The traditional Chinese calendar differs in a number of significant ways from the Gregorian calendar, which is used throughout most of the world as the standard civil calendar. The most basic Gregorian feature is that it’s based on a solar year, with a length of 365 days. Since the year is actually slightly longer—365.25 days to be exact—after four years the calendar is short one day, necessitating the addition of a 29th day to February to make up the difference.
The Chinese calendar, however, is based on moon cycles and each month starts with the new moon. The most important difference this marks between the two is that while the Gregorian necessitates the insertion of an extra day once every four years, the Chinese calendar necessitates the addition of an extra month from time to time, as a lunar year of 12 months is about 11 days shorter than a solar year.

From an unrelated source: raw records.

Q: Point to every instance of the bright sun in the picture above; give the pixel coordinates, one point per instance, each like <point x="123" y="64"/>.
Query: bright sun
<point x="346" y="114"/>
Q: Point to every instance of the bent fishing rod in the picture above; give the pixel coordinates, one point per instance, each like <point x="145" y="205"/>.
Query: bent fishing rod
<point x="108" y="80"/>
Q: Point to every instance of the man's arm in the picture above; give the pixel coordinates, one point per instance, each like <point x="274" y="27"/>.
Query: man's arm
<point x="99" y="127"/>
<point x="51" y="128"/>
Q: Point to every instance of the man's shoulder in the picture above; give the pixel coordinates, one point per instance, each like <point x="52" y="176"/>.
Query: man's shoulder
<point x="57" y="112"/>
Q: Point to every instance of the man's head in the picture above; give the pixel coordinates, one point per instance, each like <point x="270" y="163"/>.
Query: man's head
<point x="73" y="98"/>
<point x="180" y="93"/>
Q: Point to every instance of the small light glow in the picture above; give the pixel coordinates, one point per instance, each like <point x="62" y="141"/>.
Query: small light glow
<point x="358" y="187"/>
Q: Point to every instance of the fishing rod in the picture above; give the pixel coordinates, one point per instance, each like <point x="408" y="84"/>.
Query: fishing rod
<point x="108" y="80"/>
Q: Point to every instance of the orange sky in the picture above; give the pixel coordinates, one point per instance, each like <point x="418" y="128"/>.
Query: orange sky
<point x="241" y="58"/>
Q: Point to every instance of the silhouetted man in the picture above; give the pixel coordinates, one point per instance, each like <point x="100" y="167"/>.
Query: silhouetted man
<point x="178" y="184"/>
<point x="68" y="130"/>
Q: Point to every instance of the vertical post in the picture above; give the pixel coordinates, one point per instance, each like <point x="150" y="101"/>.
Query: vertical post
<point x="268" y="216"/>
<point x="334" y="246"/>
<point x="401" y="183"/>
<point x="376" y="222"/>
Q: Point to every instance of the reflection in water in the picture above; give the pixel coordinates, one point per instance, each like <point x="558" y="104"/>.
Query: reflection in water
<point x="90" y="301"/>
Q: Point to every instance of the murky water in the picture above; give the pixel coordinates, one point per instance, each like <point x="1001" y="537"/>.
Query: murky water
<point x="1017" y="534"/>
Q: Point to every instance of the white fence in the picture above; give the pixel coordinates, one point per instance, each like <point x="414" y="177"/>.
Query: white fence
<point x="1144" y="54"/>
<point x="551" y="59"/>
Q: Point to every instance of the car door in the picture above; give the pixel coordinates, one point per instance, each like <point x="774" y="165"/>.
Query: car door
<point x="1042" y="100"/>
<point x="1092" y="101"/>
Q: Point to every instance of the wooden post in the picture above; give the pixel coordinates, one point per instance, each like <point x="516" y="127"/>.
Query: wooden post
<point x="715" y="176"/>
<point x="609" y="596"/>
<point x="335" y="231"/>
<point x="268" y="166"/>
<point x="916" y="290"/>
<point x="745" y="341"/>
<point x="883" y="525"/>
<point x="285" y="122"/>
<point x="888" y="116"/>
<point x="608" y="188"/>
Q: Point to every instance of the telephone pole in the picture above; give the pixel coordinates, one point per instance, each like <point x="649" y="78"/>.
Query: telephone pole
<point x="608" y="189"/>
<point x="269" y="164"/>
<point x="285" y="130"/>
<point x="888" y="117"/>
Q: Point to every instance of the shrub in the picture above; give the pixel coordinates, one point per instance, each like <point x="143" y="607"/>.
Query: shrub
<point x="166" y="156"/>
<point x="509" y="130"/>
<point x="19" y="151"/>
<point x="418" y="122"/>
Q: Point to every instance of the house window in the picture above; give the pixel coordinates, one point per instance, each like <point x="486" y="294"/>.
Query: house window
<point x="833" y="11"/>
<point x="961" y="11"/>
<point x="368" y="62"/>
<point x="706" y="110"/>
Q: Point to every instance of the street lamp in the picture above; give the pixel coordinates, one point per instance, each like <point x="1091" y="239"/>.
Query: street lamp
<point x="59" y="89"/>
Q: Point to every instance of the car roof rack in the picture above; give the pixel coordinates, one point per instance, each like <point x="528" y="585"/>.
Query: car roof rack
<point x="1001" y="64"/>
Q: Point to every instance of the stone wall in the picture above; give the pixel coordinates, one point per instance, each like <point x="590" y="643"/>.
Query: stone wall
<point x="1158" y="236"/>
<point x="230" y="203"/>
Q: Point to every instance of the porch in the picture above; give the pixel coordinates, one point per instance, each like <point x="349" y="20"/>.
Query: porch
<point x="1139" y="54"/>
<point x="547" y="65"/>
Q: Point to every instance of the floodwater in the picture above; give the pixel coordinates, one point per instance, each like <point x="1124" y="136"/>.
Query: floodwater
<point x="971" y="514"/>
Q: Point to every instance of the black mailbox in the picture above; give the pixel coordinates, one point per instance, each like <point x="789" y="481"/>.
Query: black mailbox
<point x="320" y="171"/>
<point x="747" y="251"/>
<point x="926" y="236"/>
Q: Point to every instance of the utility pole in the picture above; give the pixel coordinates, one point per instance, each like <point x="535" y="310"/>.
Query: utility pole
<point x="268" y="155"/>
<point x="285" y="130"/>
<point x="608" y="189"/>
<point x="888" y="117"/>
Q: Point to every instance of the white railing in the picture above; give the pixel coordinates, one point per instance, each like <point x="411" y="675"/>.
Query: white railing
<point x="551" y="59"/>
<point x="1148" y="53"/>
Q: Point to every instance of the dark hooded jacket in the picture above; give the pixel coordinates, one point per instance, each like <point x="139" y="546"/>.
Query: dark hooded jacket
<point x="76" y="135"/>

The Chinese calendar also has a ten-year cycle combining the five elements of Taoist Chinese cosmology (water, wood, fire, earth and metal) with yin and yang. The latter are represented through a system known as the Ten Celestial Stems, each of which is either male or female in nature. This tenyear cycle combines with a 12-year cycle based on the 12 animals of the Chinese zodiac, to produce a 60-year cycle that determines the animal sign and the associated element under which one is born. Finally, under the traditional Chinese system the day is divided into 12 rather than 24 hours.
This is the first wristwatch that shows the date and time according to both Chinese and Gregorian civil systems. Conventional hour and minute hands show daily civil time, with a blued steel serpentine date pointer showing the date according to the Gregorian calendar. According to the Chinese system, the hour of the day is shown in a sub-dial at 12 o’clock, while the yearly element, and the associated Celestial Stem, are shown at 3 o’clock in a sub-dial with the yin-yang symbol at its center.
The sub-dial at 9 o’clock shows the traditional Chinese month, lunar day and an indication for the leap month of the Chinese calendar. The entire dial is anchored by a moon-phase display at 6 o’clock. At 12 o’clock there is a small window showing the animal of the Chinese zodiac corresponding to the current year.
Despite its complexity, the watch is relatively user friendly, as all the indications can be adjusted using pushers located under the lugs where the strap is attached. This system, which is patented by Blancpain, means that the case profile is pleasantly uncluttered and at the same time avoids the need to use a special tool to press recessed correctors, the system most commonly used in perpetual calendar watches.